Eurand, Inc. et al. v. Impax Laboratories, Inc. et al.

Docket No. 2012-1280

February 1, 2013


Summary: Impax appealed USDC DE decision adding it to May, 2011 preliminary injunction related to generic versions of Cephalon’s AMRIX® (for more information on action: In re Cyclobenzaprine Hydrochloride Extended Release Patent Litig., 676 F.3d 1063 (Fed. Cir. 2012)). On the last day of trial with Impax and others, Cephalon and Impax settled, with Cepahlon granting Impax a non-exclusive license to the patents-in-suit and controlling the timing of Impax’s entry into the market (“License Effective Date”). The settlement agreement provided five different “triggering events” (one year prior to expiration of ‘793 patent, if Cephalon licenses a third party entitled to first-to-file exclusivity, if Cephalon authorizes another party (not first-to-file) to sell a generic product, if another party enters the market “at-risk”, or if another party invalidates Cephalon’s Orange Book patents); Impax was allowed to enter the market with its own product or an authorized generic supplied by Cephalon upon the earliest of any of these events. Cephalon also made its own plans to launch a generic in case a competitor entered the market, entering into a sales agreement with Watson. After the May 11 trial, the DC issued an order finding the patents-in-suit invalid and obvious, Mylan launched “at-risk”, and Cephalon instructed Watson to begin selling an authorized generic.
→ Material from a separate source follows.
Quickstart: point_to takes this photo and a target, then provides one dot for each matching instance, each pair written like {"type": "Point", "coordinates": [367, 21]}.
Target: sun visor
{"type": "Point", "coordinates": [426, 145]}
But the DC enjoined all parties (including Impax) from selling the generic to maintain the status of any appeals, and Cephalon subsequently appealed the obviousness decision. Impax knew of but did not appear at a subsequent hearing regarding which parties were covered by the injunction, and did not timely appeal (within 30 days). The FC panel concluded that Impax did not timely appeal the injunction issue and reviewed why none of the five triggering events had actually occurred.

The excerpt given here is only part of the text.